TOUT EN RESTANT dans le style de la conversation en musique, « Arabella » n'a pas grand-chose à voir avec « le Chevalier à la rose », qu'il prolonge pourtant, ni avec « Capriccio ». Le pastiche n'y est plus de mise, on est dans le concret de la comédie de boulevard, du vaudeville. Mais aussi dans la nostalgie d'un monde qui est déjà mort, « le Monde d'hier » de Stephan Zweig.
Une fille à marier, sa soeur travestie en garçon – mensonge mondain, pauvreté des parents oblige –, des prétendants de comédie et, coup de théâtre, coup de foudre pour l'élu, un hobereau croate et veuf sorti d'un chapeau. Nouveau coup de théâtre quand la soeur travestie, la pauvrette, craque pour un des soupirants et risque de faire manquer le beau mariage ! Mais la bonté triomphe et tout se termine pour le mieux. Le rôle d'Arabella n'est pas un camée, la jeune fille est un personnage complexe qui exige une interprète complète.

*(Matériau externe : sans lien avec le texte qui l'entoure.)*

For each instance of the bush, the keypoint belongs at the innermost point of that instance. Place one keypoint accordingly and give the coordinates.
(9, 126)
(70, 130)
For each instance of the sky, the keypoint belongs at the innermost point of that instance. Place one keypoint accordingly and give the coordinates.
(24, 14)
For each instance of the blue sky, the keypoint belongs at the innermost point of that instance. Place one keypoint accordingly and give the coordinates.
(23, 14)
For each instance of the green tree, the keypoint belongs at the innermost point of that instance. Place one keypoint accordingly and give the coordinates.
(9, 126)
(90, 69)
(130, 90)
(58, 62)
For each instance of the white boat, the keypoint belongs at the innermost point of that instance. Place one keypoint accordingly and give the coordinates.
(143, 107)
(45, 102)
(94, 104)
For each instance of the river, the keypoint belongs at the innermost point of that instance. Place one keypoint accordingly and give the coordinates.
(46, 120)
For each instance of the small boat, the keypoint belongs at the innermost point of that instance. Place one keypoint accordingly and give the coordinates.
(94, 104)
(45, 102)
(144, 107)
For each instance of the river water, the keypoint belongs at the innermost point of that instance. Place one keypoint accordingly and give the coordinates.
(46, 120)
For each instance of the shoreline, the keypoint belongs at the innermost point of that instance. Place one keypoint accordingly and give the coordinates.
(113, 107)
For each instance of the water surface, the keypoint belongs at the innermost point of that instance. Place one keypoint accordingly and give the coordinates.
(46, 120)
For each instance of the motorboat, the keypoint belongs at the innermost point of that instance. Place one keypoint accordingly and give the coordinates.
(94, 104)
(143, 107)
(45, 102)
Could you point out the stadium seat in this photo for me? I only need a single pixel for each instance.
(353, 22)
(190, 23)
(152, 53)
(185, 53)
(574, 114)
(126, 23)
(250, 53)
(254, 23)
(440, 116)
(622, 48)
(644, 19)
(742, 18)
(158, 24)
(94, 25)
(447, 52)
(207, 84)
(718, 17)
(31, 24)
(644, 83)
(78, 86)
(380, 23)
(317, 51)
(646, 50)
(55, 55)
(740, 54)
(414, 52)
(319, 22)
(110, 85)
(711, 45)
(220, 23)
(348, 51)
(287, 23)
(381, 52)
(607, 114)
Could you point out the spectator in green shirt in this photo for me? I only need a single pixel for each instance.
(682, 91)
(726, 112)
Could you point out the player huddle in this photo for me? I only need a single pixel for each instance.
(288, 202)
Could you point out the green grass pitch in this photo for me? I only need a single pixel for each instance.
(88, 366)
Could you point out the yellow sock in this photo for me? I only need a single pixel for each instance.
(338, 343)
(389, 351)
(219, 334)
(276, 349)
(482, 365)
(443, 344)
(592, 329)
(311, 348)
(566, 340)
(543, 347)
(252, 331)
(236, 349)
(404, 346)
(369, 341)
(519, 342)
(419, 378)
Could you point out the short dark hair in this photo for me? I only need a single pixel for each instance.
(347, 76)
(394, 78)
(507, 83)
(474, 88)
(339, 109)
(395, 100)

Parmi les versions DVD, on disqualifiera d'emblée celle filmée au Festival de Glyndebourne en 1984 (NVC Arts) malgré la direction experte de Bernard Haitink, les interprètes (Ashley Putnam et John Brocheler) étant aussi peu viennois que possible, Arabella ayant même des revers de kilt à sa robe.
Malgré les moyens engagés, la version du Metropolitan Opera de 1994 (Deutsch Grammophon/ Universal) est, elle, trop exotique pour être retenue. Le jeune (alors) chef allemand Christian Thielemann couvre trop les chanteurs, la mise en scène d'Otto Schenk est perdue sur cette immense scène et les interprètes sont peu adéquats et déjà trop âgés. Kiri Te Kanawa, chanteuse au talent éphémère, n'a plus l'âge d'une débutante, même dans une famille aristocratique fauchée, et comme toujours est trop placide et extérieure pour être crédible. Wolfgang Brendel, qui a été à juste titre la coqueluche de l'Opéra de Munich, est en fin de carrière et force le trait en Mandryka, Donald McIntyre est pitoyable dans le comte Waldner.
La plus viennoise.
Aux oubliettes, donc, d'autant que Deutsche Grammophon/Universal vient de rééditer le film réalisé par Unitel en 1977 à Vienne avec une mise en scène du même Otto Schenk, spécialiste absolu de ce répertoire, et l'Orchestre philharmonique de Vienne dirigé par Georg Solti. Une fois surmonté le handicap du play-back, compensé par la proximité que permet ce genre de film avec son sous-titrage, on tient la version la plus viennoise possible et on entre sans réticence dans cette comédie de moeurs qui n'est pas aussi superficielle qu'elle peut le paraître. Gundula Janowitz n'est certes pas non plus la jeune épousable primesautière qu'exige le premier acte mais sa bonté et sa noblesse éclatent ensuite, au bal comme lors du dénouement. Bernd Weikl est un Mandryka viril et bouillant, Edita Gruberova une Fiakermilli de haute volée, René Kollo est très crédible dans le rôle du prétendant éconduit Matteo et les connaisseurs admireront Martha Mödl dans le rôle épisodique de la tireuse de cartes. Dernier paru, l'« Arabella » enregistré à Zurich en 2007 sous l'excellente distribution de Franz Welser-Möst. La production (une des dernières) de Götz Friedrich transpose l'action hors Vienne et hors époque, mais la direction d'acteurs est suffisamment forte pour passer ce handicap. Renée Fleming, même si sa voix a perdu son moelleux inimitable, est parfaite dans le rôle mais n'a pas un grand Mandryka face à elle (Morten Frank Larsen, un peu pâlot). Une belle version moderne avec des comprimari de poids (Decca).
Quant au CD, il garde la trace d'interprètes légendaires de la grande époque des opéras de Vienne et Munich. Avouons un faible pour la version dirigée en 1963 par Joseph Keilberth à la tête des forces de l'Opéra de Munich, avec Lisa Della Casa, Dietrich Fischer-Dieskau (le couple idéal), Ira Malaniuk, chantée à la perfection (Deutsche Grammophon/Universal). Également de l'Opéra de Munich, une version plus tardive (1978) et plus théâtrale (EMI/Orfeo), avec un Wolfgang Sawallisch à la direction plus prosaïque, qui immortalise le couple à la ville comme à la scène Julia Varady - Dietrich Fischer-Dieskau. Autre archive de poids, celle enregistrée à Salzburg par Karl Böhm en 1947 (Decca) avec les Wiener Philharmoniker, Maria Reining, noblissime, Della Casa (en Zdenka cette fois), aux aigus transparents, irréels, et Hans Hotter, Mandryka royal. La tradition.